Superfetch and system cache. There is no way to 'see' what pages or how many are owned by which processes and whatnot, at least not a ready-made way for someone without some knowledge of debugging and programming.
If you are accustomed to seeing a lot of memory reported under XP as "available" and assume this means "free", you would be wrong. Vista counts memory pages on the Stand-by list against the amount of physical memory reported as "free" by Task Manager. Windows XP includes memory pages on the Stand-by list in the amount of physical memory reported as "available" by Task Manager.
IOW, XP's definition of "available" is completely different than Vista's definition of "free". They cannot be compared, not even a little bit.

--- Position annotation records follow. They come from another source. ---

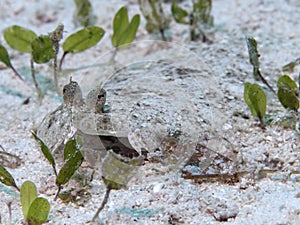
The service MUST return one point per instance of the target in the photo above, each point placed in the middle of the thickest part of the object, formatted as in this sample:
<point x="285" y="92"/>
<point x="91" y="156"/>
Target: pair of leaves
<point x="124" y="31"/>
<point x="41" y="47"/>
<point x="288" y="92"/>
<point x="35" y="209"/>
<point x="253" y="55"/>
<point x="73" y="159"/>
<point x="83" y="39"/>
<point x="18" y="38"/>
<point x="84" y="13"/>
<point x="26" y="41"/>
<point x="179" y="14"/>
<point x="256" y="99"/>
<point x="72" y="156"/>
<point x="153" y="12"/>
<point x="6" y="178"/>
<point x="202" y="11"/>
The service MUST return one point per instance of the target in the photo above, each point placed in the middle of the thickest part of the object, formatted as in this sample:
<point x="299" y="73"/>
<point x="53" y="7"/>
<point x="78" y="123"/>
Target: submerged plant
<point x="254" y="60"/>
<point x="116" y="173"/>
<point x="81" y="40"/>
<point x="197" y="18"/>
<point x="153" y="12"/>
<point x="35" y="209"/>
<point x="256" y="100"/>
<point x="124" y="31"/>
<point x="288" y="93"/>
<point x="73" y="158"/>
<point x="83" y="14"/>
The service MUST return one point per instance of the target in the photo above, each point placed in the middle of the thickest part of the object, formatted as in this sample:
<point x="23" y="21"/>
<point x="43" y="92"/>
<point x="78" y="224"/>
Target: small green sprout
<point x="4" y="57"/>
<point x="83" y="15"/>
<point x="42" y="48"/>
<point x="73" y="159"/>
<point x="288" y="93"/>
<point x="254" y="60"/>
<point x="290" y="67"/>
<point x="35" y="209"/>
<point x="46" y="152"/>
<point x="19" y="38"/>
<point x="7" y="179"/>
<point x="124" y="31"/>
<point x="81" y="41"/>
<point x="116" y="173"/>
<point x="153" y="12"/>
<point x="197" y="18"/>
<point x="256" y="100"/>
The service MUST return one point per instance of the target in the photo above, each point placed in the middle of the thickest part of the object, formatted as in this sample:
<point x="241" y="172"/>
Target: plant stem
<point x="162" y="33"/>
<point x="9" y="212"/>
<point x="57" y="193"/>
<point x="55" y="70"/>
<point x="16" y="73"/>
<point x="112" y="58"/>
<point x="38" y="90"/>
<point x="265" y="81"/>
<point x="102" y="204"/>
<point x="61" y="61"/>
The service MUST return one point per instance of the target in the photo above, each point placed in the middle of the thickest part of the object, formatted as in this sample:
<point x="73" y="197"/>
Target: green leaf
<point x="256" y="99"/>
<point x="28" y="194"/>
<point x="247" y="99"/>
<point x="6" y="178"/>
<point x="70" y="149"/>
<point x="253" y="55"/>
<point x="84" y="13"/>
<point x="42" y="49"/>
<point x="45" y="150"/>
<point x="112" y="185"/>
<point x="38" y="211"/>
<point x="4" y="57"/>
<point x="288" y="92"/>
<point x="180" y="15"/>
<point x="286" y="82"/>
<point x="83" y="39"/>
<point x="19" y="38"/>
<point x="124" y="32"/>
<point x="69" y="168"/>
<point x="129" y="34"/>
<point x="154" y="15"/>
<point x="120" y="24"/>
<point x="202" y="11"/>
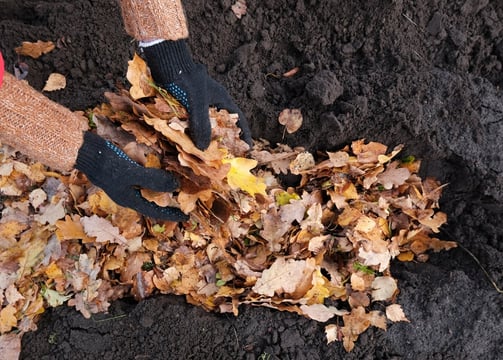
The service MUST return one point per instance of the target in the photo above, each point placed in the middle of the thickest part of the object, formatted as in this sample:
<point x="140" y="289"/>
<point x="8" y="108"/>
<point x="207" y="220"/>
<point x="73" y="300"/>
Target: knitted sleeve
<point x="38" y="127"/>
<point x="147" y="20"/>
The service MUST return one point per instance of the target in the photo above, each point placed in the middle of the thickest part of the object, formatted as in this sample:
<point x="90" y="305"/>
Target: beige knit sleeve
<point x="147" y="20"/>
<point x="37" y="126"/>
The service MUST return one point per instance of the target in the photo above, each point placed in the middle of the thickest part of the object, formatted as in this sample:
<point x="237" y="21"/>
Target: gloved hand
<point x="109" y="168"/>
<point x="172" y="68"/>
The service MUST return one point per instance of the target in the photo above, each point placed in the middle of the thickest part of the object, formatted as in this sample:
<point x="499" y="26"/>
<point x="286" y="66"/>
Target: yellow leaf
<point x="53" y="271"/>
<point x="138" y="75"/>
<point x="8" y="318"/>
<point x="406" y="256"/>
<point x="395" y="313"/>
<point x="68" y="229"/>
<point x="239" y="176"/>
<point x="55" y="82"/>
<point x="35" y="50"/>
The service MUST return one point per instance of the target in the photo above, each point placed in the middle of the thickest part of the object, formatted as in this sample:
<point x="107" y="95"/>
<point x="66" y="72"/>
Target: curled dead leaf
<point x="35" y="50"/>
<point x="55" y="82"/>
<point x="291" y="119"/>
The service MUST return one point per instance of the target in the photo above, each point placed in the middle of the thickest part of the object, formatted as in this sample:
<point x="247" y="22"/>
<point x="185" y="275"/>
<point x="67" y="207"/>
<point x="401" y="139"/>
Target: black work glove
<point x="109" y="168"/>
<point x="173" y="69"/>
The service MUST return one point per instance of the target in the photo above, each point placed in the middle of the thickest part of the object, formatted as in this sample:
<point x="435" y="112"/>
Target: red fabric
<point x="1" y="69"/>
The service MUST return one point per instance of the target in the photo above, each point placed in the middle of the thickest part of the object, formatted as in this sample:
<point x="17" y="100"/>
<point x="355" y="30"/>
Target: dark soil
<point x="425" y="73"/>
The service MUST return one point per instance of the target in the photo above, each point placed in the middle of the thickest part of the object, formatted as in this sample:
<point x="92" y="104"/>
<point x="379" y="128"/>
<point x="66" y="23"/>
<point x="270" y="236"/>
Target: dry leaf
<point x="395" y="313"/>
<point x="138" y="75"/>
<point x="239" y="8"/>
<point x="240" y="177"/>
<point x="55" y="82"/>
<point x="286" y="277"/>
<point x="35" y="50"/>
<point x="102" y="229"/>
<point x="384" y="287"/>
<point x="303" y="162"/>
<point x="320" y="312"/>
<point x="10" y="345"/>
<point x="291" y="119"/>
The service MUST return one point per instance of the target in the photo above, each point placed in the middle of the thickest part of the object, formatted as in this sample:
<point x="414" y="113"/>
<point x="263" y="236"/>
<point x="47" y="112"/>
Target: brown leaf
<point x="138" y="75"/>
<point x="291" y="119"/>
<point x="395" y="313"/>
<point x="55" y="82"/>
<point x="35" y="50"/>
<point x="291" y="278"/>
<point x="239" y="8"/>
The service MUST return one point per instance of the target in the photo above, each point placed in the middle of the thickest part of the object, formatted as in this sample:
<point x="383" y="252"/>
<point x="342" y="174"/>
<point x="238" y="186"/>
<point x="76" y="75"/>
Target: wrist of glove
<point x="109" y="168"/>
<point x="172" y="68"/>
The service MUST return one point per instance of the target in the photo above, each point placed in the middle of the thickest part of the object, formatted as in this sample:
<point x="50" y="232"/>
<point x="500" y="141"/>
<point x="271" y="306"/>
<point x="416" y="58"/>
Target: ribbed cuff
<point x="168" y="59"/>
<point x="91" y="153"/>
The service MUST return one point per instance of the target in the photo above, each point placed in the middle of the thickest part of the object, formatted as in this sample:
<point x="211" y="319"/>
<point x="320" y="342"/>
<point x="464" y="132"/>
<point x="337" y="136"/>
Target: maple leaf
<point x="240" y="177"/>
<point x="286" y="277"/>
<point x="51" y="213"/>
<point x="320" y="312"/>
<point x="35" y="50"/>
<point x="102" y="229"/>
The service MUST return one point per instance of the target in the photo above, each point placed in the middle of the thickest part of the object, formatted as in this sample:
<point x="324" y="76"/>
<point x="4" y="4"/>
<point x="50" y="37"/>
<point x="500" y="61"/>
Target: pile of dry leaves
<point x="321" y="248"/>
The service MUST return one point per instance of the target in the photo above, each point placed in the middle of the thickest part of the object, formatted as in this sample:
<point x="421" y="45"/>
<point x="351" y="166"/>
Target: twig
<point x="491" y="280"/>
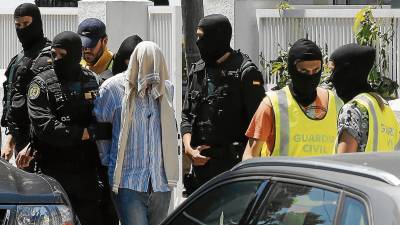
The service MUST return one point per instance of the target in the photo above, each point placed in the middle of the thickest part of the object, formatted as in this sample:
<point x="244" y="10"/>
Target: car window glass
<point x="354" y="212"/>
<point x="223" y="205"/>
<point x="293" y="204"/>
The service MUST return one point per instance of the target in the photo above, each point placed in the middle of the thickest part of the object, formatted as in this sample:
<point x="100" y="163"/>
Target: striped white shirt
<point x="143" y="160"/>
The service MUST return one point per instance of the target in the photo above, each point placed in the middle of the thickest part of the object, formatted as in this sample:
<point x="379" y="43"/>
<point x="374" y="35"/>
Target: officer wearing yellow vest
<point x="300" y="119"/>
<point x="366" y="123"/>
<point x="96" y="56"/>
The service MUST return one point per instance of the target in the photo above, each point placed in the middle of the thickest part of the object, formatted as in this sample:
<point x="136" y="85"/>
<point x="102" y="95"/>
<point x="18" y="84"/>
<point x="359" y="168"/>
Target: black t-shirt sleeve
<point x="186" y="123"/>
<point x="45" y="125"/>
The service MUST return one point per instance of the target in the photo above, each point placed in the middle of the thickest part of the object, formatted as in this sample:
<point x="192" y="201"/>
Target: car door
<point x="222" y="204"/>
<point x="305" y="203"/>
<point x="290" y="203"/>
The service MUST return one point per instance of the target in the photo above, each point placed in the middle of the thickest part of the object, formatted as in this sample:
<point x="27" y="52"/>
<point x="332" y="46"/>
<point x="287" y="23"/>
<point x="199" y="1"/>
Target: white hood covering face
<point x="147" y="73"/>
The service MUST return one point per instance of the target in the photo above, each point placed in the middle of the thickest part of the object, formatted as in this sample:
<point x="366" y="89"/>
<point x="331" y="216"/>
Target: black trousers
<point x="107" y="204"/>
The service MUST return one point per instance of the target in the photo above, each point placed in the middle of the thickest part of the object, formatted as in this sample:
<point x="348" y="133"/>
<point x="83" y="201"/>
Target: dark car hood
<point x="20" y="187"/>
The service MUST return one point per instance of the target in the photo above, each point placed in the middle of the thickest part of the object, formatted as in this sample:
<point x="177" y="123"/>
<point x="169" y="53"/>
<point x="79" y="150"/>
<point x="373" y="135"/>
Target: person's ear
<point x="105" y="41"/>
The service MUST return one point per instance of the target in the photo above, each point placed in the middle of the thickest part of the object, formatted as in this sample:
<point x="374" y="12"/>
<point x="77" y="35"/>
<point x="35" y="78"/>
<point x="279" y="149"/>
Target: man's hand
<point x="8" y="149"/>
<point x="85" y="135"/>
<point x="196" y="157"/>
<point x="7" y="152"/>
<point x="24" y="157"/>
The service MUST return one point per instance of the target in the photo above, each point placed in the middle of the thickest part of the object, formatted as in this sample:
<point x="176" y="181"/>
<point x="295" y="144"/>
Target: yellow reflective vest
<point x="383" y="131"/>
<point x="298" y="135"/>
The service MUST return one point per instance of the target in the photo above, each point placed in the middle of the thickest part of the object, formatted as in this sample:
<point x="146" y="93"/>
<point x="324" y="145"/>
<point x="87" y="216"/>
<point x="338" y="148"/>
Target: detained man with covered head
<point x="107" y="109"/>
<point x="147" y="159"/>
<point x="366" y="122"/>
<point x="300" y="119"/>
<point x="28" y="26"/>
<point x="224" y="86"/>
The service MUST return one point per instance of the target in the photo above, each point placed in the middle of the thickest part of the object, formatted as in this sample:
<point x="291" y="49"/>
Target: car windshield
<point x="293" y="204"/>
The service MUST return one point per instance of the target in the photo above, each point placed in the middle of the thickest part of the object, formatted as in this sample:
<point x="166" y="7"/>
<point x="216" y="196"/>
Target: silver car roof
<point x="384" y="167"/>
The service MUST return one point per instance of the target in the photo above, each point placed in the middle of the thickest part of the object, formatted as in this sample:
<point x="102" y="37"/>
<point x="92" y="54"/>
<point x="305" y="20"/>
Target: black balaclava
<point x="33" y="33"/>
<point x="68" y="68"/>
<point x="124" y="53"/>
<point x="304" y="86"/>
<point x="217" y="37"/>
<point x="352" y="65"/>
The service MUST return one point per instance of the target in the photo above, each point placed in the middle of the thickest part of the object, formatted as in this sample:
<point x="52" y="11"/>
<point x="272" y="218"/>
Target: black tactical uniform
<point x="57" y="3"/>
<point x="60" y="101"/>
<point x="220" y="101"/>
<point x="19" y="75"/>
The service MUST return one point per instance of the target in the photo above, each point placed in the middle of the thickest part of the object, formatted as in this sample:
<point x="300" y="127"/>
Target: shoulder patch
<point x="34" y="91"/>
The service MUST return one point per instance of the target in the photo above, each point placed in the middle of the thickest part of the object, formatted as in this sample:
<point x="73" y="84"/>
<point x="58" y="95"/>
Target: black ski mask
<point x="124" y="53"/>
<point x="353" y="63"/>
<point x="68" y="67"/>
<point x="33" y="33"/>
<point x="216" y="39"/>
<point x="304" y="86"/>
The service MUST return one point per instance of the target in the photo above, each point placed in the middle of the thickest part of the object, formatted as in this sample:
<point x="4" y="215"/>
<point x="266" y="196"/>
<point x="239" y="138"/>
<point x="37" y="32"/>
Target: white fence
<point x="327" y="27"/>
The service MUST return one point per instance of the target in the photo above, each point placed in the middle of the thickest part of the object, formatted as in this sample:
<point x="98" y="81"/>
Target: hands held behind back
<point x="196" y="157"/>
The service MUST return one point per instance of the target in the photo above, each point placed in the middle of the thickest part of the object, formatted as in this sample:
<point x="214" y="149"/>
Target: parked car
<point x="346" y="189"/>
<point x="28" y="198"/>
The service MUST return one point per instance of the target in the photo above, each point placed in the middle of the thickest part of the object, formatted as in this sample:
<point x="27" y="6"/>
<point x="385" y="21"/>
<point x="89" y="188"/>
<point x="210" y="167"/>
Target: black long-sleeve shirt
<point x="241" y="103"/>
<point x="15" y="111"/>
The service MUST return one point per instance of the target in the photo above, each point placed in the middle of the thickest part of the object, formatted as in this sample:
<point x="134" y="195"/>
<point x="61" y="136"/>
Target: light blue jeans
<point x="142" y="208"/>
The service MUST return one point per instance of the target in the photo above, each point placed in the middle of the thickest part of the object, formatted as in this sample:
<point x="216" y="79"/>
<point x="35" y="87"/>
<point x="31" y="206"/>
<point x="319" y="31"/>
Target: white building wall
<point x="122" y="18"/>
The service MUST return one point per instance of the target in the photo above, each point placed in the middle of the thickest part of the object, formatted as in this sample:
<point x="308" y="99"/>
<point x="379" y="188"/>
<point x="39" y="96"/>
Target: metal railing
<point x="327" y="27"/>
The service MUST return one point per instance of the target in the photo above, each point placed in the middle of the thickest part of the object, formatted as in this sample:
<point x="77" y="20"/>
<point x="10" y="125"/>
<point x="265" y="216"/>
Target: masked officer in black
<point x="28" y="24"/>
<point x="60" y="101"/>
<point x="224" y="90"/>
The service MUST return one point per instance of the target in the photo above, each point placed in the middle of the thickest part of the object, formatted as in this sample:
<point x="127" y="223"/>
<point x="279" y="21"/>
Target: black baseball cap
<point x="91" y="30"/>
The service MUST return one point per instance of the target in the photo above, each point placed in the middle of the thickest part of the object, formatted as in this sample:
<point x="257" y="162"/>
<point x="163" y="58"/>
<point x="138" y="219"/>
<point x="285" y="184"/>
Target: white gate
<point x="327" y="27"/>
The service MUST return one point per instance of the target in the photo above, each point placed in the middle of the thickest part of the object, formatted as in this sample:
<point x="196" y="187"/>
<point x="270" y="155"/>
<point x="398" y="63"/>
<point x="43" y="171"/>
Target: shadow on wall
<point x="74" y="3"/>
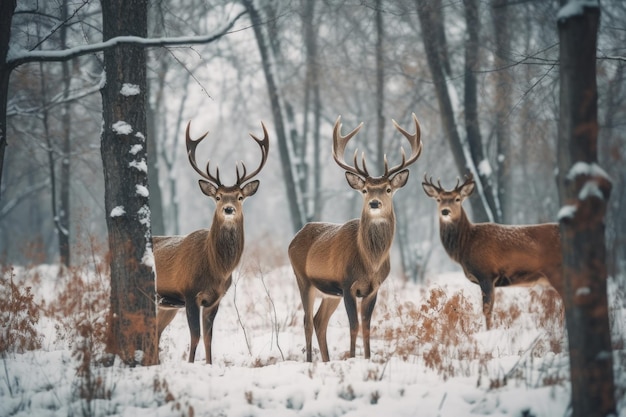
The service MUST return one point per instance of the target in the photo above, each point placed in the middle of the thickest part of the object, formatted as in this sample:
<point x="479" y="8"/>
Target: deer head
<point x="449" y="202"/>
<point x="377" y="191"/>
<point x="228" y="198"/>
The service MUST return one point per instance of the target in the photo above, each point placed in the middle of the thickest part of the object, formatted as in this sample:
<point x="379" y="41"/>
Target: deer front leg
<point x="326" y="309"/>
<point x="193" y="320"/>
<point x="487" y="288"/>
<point x="349" y="300"/>
<point x="367" y="308"/>
<point x="208" y="318"/>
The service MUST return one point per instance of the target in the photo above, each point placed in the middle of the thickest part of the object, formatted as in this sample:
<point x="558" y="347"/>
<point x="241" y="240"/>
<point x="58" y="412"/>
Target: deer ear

Vista defines "free" as most people might; not utilized for any purpose and available for use on-demand. Windows XP defines "available" as most people might not expect; free memory as defined by Vista in addition to memory being utilized for various other things but can be made available for demand use very quickly with little to no paging (e.g. zero-ing and scrubbing). Pages on the Stand-by list easily range from a few dozen to several hundred MB, which XP is counting toward its "available" metric, while Vista does not count as "free".
If XP used the same terms and definitions as Vista, it would make Windows XP suddenly look much worse than most people ever thought while making Vista look, well, not as bad by comparison.